Metrotvnews.com, Cilacap: Keperluan logistik darurat bencana di Kabupaten Cilacap, Jawa Tengah terus bertambah seiring banyaknya lokasi bencana dan pengungsi dalam dua bulan terakhir. Badan Penanggulangan Bencana Daerah (BPBD) Kabupaten Cilacap pun mengajukan tambahan bantuan logistik ke BPBD Provinsi.

"Dukungan tambahan bantuan kami ajukan karena persediaan logistik sudah menipis dan diperkirakan hanya sampai akhir bulan Oktober," kata Kepala Pelaksana Harian BPBD Cilacap Tri Komara Sidhy, dikutip Antara, di Cilacap, Senin (17/10/2016).

Dia mengaku jumlah pengungsi dan lokasi bencana di wilayahnya meningkat. Dia mencontohkan lokasi pengungsian saat terjadi banjir di Kecamatan Sidareja awal Oktober mencapai enam titik. Angka itu naik dua titik dibanding jumlah pengungsian pada September, empat titik.

"Kebutuhan logistik yang mendesak dan harus segera dipenuhi, antara lain, makanan, tikar, dan selimut. Sementara itu, kebutuhan dasar yang persediaannya mulai menipis, di antaranya family kit, family ware, dan paket sandang," katanya.

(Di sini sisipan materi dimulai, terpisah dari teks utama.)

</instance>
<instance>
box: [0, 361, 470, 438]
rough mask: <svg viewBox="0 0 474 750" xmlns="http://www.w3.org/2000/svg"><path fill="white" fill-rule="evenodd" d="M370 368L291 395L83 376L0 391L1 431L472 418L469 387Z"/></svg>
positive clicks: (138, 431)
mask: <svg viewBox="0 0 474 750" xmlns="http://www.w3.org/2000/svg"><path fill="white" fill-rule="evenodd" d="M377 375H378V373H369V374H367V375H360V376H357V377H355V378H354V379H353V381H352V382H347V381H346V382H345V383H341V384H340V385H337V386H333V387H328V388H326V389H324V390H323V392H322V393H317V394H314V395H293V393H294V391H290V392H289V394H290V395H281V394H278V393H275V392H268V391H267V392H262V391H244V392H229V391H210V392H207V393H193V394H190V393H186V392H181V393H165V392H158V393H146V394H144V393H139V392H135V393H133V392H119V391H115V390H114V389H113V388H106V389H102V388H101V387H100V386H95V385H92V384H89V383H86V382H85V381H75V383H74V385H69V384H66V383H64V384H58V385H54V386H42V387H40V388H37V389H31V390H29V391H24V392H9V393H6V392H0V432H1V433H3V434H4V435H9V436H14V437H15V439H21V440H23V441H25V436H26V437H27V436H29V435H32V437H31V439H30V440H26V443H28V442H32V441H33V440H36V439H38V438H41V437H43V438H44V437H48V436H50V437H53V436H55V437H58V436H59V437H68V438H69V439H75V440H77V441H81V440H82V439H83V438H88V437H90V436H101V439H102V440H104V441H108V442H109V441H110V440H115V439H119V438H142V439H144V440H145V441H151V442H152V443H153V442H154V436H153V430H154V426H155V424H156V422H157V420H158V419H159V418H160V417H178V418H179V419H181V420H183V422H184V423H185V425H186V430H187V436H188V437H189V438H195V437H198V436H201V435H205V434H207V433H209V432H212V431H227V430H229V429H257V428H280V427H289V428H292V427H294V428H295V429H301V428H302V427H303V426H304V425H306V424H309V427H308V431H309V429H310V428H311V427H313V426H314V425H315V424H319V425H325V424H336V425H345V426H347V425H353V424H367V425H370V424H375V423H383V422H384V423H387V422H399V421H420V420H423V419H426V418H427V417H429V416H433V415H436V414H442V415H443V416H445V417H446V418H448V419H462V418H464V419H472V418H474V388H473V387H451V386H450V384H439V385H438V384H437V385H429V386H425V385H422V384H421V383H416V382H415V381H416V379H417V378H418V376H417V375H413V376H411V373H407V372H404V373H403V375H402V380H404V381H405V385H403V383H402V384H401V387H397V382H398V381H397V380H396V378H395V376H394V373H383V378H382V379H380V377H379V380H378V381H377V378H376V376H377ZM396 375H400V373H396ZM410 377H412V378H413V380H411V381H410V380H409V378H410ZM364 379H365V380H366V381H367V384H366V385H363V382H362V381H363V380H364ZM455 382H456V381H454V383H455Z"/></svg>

Logistik yang saat ini dibutuhkan untuk keperluan darurat pengungsian, kata dia, berupa 100 kardus mi instan dan air mineral sekitar 300 kardus. Kebutuhan tersebut sebagai persediaan logistik guna antisipasi kemungkinan terjadinya banjir dan longsor pada puncak musim hujan.

Berdasarkan prakiraan cuaca yang dikeluarkan Stasiun Meteorologi Badan Meteorologi, Klimatologi, dan Geofisika (BMKG) Cilacap, puncak musim hujan di wilayah selatan-timur Cilacap berlangsung pada November. Sedang Cilacap tengah pada Desember, dan wilayah barat-utara pada Januari.

Curah hujan pada puncak musim hujan diprakirakan di atas normal karena masih dipengaruhi fenomena La Nina.